Inside the terrible blister-packing that we all despise so much, you get the Corsair Flash Voyager Port itself, a USB cable, a single sheet of instructions, and the installation CD.
The Flash Voyager Port is smaller than a hockey puck with about a 65mm diameter. The surface is rubberized, providing a good grip and a good sense of quality. In many ways, it feels just like the Flash Voyager USB drives, also from Corsair.
On the mini-CD is the award-winning NovaBackup 10 software which pretty well runs the show.

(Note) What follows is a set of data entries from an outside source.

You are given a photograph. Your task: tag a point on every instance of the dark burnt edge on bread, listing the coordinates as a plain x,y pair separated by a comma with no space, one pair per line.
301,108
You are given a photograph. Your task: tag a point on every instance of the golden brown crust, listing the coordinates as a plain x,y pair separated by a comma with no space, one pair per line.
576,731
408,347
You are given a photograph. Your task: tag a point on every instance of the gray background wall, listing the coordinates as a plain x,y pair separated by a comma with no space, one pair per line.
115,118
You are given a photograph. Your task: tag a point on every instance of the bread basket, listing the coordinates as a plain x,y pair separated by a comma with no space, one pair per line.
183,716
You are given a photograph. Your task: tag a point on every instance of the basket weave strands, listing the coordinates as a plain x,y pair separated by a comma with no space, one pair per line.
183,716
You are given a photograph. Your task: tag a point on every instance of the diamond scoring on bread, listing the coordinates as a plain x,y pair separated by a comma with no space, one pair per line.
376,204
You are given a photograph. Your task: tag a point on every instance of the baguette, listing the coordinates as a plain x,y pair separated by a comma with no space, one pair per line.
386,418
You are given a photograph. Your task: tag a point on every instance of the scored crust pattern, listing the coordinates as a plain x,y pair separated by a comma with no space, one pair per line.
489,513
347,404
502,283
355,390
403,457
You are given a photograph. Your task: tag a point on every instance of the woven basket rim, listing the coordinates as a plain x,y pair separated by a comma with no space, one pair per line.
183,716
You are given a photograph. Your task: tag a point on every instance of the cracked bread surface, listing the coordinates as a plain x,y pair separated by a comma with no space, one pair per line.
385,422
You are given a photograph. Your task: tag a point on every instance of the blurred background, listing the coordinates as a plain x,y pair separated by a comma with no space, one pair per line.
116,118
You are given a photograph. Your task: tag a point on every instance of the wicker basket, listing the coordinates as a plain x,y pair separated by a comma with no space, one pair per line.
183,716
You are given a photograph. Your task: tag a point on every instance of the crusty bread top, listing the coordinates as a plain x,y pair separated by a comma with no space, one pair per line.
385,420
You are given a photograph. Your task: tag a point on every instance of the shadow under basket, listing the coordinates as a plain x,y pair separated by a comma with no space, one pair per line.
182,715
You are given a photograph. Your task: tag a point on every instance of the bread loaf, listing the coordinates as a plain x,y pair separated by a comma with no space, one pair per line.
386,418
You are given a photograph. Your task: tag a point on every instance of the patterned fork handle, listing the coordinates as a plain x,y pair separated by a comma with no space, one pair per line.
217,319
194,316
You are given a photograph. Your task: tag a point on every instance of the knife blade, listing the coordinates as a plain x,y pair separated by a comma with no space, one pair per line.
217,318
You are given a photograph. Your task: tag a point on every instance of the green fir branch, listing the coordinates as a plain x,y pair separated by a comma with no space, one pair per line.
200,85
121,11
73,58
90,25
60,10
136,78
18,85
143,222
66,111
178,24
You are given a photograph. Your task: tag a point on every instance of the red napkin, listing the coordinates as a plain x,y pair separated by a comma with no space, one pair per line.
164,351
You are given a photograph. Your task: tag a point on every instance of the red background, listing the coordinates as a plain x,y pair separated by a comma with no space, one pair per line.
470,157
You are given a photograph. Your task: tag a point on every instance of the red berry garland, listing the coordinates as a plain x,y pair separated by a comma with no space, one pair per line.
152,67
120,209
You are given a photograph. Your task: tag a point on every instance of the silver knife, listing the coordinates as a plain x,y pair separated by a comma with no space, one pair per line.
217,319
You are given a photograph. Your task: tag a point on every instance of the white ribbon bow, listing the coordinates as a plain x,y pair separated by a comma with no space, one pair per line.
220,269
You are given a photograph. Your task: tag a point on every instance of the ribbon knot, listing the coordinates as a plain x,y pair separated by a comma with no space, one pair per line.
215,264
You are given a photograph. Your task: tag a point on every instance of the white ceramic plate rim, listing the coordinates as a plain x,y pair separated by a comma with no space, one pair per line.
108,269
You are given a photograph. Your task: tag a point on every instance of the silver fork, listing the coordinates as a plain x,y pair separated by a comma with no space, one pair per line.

Robust Backups with NovaBackup 10
Apparently, this software usually retails for $50 on its own, but Corsair is tossing it in for free with the Flash Voyager Port. That’s because without NovaBackup, this product doesn’t seem to be anything more than a USB extension cable attached to piece of round plastic (and a button).
When I went through the Backup Wizard, I got to the page where I could set the type of schedule. According to the instructions, one of the options should have been “OneButton.” This would run the script when I hit the one button on the Flash Voyager Port. That option was not there for me. As a result, the Flash Voyager Port was rendered relatively useless. I could have done the same thing with just the software and having the flash drive connected directly to my computer.
MegaTechie Backup Pro or MegaTechie Backup Flop?
I’m not entirely sure what to make of the Corsair Flash Voyager Port. On paper, it seems like it could be a very convenient backup solution, since you can use whatever USB flash drive you want and it comes with a handy one-touch backup interface, right?
When I used the provided NovaBackup software, I could not find the option to use the “OneButton” backup schedule. In my experience, the product itself ended up being little more than a USB extension cable that happens to have a button on it. Despite good build quality and a seemingly convenient user experience, I’m not really convinced at all.
If you were looking to buy NovaBackup 10 anyway, then at $39.99 US, it’s a good deal, consider that the software is $50 on its own. However, it falls short in fulfilling its promise of one button backup bliss.